The themes of Advent offer a striking contrast to the commercialized, indulgent culture that otherwise bombards us. To quote Pius Parsch, “What does Advent mean? Adventus Domini means the “coming of the Lord” … Advent is a season of preparation for the Lord’s coming … a time of holy desire, longing, and expectancy (Year of Grace, pg. 18).
Advent, and its themes of longing, waiting, holy desire, and expectancy, is as relevant today as it has ever been. In fact, I would say that we need Advent now more than ever.
‘Time is money’
The commercialism of Christmas tells us that “time is money” and wasting time is wasting money. This is the thinking of our culture. In response, the Church invites Her members to use the four weeks prior to Christmas as a preparation of the heart and mind. Instead of paging through advertisements looking for the latest gadgets we really don’t need, how about taking an inventory of the heart, ridding it of the things that hinder us from receiving the one, true gift: the Christ Child.

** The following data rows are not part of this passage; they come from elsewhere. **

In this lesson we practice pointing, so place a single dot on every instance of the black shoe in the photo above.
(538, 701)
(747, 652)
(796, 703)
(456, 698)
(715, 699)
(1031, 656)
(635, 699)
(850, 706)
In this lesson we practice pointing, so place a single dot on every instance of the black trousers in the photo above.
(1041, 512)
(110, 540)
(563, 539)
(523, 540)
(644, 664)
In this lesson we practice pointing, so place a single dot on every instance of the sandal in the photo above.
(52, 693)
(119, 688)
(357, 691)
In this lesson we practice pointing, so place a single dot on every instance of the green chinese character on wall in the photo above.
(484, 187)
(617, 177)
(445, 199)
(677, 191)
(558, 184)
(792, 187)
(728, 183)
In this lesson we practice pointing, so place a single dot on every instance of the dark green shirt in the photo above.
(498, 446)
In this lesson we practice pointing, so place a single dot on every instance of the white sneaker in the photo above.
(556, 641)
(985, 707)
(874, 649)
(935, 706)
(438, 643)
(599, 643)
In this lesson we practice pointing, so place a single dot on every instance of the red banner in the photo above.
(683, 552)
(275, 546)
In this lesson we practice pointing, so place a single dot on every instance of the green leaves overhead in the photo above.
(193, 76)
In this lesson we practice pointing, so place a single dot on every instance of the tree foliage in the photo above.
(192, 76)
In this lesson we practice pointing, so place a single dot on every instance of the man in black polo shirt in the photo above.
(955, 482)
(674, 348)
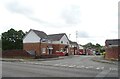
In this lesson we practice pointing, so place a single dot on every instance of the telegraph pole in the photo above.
(76, 35)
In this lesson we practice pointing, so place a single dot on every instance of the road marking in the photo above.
(103, 73)
(97, 68)
(116, 69)
(64, 65)
(72, 66)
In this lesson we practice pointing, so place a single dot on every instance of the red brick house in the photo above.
(37, 42)
(112, 49)
(60, 42)
(74, 48)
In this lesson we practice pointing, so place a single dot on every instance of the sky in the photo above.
(82, 20)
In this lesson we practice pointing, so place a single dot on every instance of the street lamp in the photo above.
(40, 46)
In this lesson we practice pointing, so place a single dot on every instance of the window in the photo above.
(43, 50)
(61, 42)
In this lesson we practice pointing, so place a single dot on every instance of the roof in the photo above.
(113, 42)
(56, 37)
(41, 34)
(71, 42)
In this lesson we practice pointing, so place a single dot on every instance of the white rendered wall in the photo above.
(31, 38)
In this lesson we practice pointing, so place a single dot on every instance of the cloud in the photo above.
(83, 34)
(71, 15)
(16, 7)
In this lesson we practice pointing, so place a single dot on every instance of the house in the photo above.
(73, 47)
(37, 42)
(112, 49)
(81, 50)
(60, 42)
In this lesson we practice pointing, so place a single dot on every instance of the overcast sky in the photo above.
(93, 20)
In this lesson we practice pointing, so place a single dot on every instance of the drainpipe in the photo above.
(40, 47)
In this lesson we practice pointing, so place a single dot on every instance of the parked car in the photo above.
(97, 53)
(60, 53)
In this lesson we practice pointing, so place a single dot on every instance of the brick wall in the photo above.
(15, 53)
(112, 53)
(36, 47)
(57, 47)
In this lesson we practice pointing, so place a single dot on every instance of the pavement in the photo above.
(96, 59)
(102, 60)
(68, 66)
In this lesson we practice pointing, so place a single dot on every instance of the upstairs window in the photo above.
(61, 42)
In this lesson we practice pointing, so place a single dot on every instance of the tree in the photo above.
(12, 39)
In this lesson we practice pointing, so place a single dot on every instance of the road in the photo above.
(79, 66)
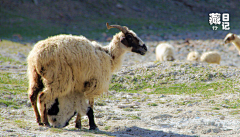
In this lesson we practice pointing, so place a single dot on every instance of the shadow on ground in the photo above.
(134, 131)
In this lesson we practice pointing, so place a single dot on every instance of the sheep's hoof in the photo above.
(93, 128)
(47, 124)
(78, 125)
(40, 124)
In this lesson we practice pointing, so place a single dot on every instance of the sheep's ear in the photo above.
(233, 36)
(124, 41)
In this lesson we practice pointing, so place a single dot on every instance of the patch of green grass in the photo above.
(127, 109)
(12, 83)
(152, 104)
(234, 112)
(21, 123)
(55, 130)
(135, 117)
(234, 104)
(216, 108)
(107, 127)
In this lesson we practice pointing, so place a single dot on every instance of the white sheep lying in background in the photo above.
(63, 64)
(62, 109)
(164, 52)
(193, 56)
(211, 57)
(233, 38)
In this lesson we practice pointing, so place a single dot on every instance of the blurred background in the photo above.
(152, 20)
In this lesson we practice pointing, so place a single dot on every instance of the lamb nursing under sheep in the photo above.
(62, 109)
(164, 52)
(233, 38)
(211, 57)
(63, 64)
(193, 56)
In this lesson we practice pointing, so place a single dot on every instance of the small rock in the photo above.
(100, 123)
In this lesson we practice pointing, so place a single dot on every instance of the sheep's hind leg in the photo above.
(78, 121)
(36, 87)
(43, 110)
(91, 102)
(91, 119)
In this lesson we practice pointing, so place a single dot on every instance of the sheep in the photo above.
(211, 57)
(164, 52)
(233, 38)
(62, 109)
(63, 64)
(193, 56)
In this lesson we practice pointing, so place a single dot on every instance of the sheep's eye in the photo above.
(129, 37)
(54, 120)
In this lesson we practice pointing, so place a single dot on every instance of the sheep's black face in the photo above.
(136, 43)
(229, 38)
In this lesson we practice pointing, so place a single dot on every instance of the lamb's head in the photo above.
(230, 37)
(59, 113)
(130, 40)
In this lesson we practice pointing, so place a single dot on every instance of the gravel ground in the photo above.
(129, 114)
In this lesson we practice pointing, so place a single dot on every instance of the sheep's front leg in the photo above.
(91, 102)
(91, 119)
(78, 121)
(33, 99)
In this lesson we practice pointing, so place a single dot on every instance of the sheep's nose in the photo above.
(144, 47)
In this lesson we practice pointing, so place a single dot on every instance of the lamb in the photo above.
(233, 38)
(193, 56)
(164, 52)
(211, 57)
(63, 64)
(62, 109)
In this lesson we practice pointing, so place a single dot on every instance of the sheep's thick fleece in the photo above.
(69, 63)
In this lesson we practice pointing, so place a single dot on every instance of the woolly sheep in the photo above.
(211, 57)
(62, 109)
(233, 38)
(193, 56)
(164, 52)
(63, 64)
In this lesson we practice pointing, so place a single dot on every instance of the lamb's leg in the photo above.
(91, 102)
(78, 121)
(91, 119)
(43, 110)
(35, 87)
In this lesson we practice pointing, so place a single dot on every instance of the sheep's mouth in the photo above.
(141, 50)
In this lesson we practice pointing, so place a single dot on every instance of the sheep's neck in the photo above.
(117, 54)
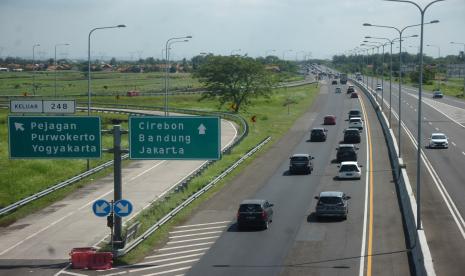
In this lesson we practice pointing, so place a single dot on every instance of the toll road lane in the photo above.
(442, 174)
(52, 232)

Is your heart holding on to anger or revenge? Get rid of it through the Sacrament of Penance and Reconciliation. Are you plagued by a particular sin that you have given up trying to overcome? Bring it to our Lord in Reconciliation. Be open and prepared, watchful in joyful hope and holy longing.
Shopping & spiritual exercise
How about being more intentional during these weeks of Advent? Attend a weekday Mass or spend an hour in Adoration of the Blessed Sacrament. When I was a pastor in St. Louis, I would always tell my people to make a visit to Church every time you go shopping. It is unrealistic to tell people not to shop and prepare for Christmas, so instead, I encourage that you include some spiritual exercise to go along with it.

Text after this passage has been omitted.